2 tsp olive oil 1 small onion, diced small (1 1/2 cups) 2 large cloves garlic, minced 1 lb cremini mushrooms, stems trimmed, roughly chopped into small pieces 1 cup cauliflower florets, roughly chopped into small pieces 3 tbsp tomato paste 2 tsp chile powder 1 tsp ground cumin 1/2 tsp sea salt 1/2 tsp fresh ground black pepper 1 cup frozen corn kernels 12 small corn tortillas 5 large romaine lettuce leaves, sliced into 1/4-inch strips 1/2 avocado, pitted, peeled and cubed 1/2 cup grated low-fat cheddar cheese 1/4 cup low-fat sour cream


In a large, high-sided skillet, heat oil on medium-high. Add onion and sauté for 5 minutes, until begins to soften. Stir in garlic and sauté for 30 more seconds.

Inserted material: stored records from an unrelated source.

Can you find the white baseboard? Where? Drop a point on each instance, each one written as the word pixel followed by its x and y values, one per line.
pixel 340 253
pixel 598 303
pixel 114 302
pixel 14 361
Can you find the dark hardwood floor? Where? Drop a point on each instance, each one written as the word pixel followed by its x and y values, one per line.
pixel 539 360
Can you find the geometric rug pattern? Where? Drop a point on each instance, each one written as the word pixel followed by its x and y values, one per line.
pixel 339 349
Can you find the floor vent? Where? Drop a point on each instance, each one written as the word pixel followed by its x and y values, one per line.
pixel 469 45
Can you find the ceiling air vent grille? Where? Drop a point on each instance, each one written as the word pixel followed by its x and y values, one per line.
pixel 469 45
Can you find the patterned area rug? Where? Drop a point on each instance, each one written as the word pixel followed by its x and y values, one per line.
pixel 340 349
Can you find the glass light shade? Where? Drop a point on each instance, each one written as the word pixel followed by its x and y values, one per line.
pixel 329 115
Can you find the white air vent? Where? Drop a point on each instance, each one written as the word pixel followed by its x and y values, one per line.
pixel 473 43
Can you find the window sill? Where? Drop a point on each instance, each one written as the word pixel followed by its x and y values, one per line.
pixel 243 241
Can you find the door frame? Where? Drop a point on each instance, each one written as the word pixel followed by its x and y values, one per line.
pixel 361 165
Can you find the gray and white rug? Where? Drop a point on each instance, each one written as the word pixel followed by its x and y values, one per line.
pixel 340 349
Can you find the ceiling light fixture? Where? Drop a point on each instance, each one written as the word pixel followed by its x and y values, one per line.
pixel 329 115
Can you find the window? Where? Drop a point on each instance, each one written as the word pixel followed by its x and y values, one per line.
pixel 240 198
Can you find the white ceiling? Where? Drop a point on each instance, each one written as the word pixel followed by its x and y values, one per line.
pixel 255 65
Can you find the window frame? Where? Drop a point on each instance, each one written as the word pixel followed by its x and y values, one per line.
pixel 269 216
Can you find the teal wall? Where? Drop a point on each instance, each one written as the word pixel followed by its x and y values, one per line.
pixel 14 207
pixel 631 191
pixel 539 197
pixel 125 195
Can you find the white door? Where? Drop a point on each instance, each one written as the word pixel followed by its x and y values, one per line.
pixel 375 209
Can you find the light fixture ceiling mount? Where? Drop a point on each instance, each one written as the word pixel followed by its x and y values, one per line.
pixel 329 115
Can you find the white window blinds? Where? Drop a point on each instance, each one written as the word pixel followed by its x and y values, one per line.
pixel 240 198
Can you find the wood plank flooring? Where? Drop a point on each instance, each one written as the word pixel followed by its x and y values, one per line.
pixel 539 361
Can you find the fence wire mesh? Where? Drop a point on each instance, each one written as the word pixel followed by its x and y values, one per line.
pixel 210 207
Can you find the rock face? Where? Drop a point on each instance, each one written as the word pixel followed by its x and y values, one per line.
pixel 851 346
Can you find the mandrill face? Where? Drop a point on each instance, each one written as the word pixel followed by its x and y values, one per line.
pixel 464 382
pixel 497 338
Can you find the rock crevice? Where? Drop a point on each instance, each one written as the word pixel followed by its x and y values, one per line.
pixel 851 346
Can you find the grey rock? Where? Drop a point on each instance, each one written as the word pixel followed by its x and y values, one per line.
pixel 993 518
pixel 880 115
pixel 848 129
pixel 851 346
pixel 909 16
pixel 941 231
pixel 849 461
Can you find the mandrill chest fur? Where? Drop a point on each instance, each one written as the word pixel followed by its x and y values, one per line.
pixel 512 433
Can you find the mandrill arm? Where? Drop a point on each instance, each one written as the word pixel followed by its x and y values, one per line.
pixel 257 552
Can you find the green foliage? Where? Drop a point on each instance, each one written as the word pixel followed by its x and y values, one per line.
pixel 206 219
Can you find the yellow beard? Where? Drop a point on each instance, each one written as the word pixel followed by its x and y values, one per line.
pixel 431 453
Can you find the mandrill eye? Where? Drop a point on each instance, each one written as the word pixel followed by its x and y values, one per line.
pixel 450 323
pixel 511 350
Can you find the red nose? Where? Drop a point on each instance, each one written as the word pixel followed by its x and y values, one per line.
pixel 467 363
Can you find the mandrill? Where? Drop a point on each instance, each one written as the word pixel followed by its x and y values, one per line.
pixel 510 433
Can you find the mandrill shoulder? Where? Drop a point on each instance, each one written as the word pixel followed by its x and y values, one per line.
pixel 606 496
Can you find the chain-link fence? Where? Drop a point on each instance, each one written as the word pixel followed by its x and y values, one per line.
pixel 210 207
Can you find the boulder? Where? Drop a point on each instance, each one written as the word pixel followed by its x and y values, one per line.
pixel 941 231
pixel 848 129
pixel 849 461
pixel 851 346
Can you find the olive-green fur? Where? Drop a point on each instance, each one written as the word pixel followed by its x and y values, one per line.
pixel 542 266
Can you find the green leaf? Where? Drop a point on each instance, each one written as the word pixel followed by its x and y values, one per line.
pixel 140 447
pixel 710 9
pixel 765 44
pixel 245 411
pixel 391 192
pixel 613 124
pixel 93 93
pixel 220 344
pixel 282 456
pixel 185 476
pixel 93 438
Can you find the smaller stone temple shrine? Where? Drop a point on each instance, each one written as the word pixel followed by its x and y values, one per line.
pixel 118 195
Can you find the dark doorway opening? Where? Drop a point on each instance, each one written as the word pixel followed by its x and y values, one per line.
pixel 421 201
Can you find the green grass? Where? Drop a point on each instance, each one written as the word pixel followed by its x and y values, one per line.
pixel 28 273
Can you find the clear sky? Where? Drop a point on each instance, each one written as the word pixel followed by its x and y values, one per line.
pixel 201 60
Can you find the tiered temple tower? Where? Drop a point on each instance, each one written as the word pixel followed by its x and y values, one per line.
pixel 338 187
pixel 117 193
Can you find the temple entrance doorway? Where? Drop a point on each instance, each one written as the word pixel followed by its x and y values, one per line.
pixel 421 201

Add mushrooms and cauliflower and stir constantly for 2 minutes, until vegetables start to release water and shrink. Continue to cook, stirring occasionally until mushrooms are about half their original size and cauliflower is fork tender, about 15 minutes.
In a small mixing bowl, whisk together tomato paste, 1/4 cup water, chile powder, cumin, salt and pepper. Add to mushroom mixture along with corn. Stir to combine, then cover. Reduce heat to medium-low and simmer for 15 minutes.
Warm tortillas over the flame of a gas stove or in a warm oven. To assemble tacos, fill each tortilla with 1/4 cup mushroom filling. Top with lettuce, avocado, cheese and sour cream, divided evenly.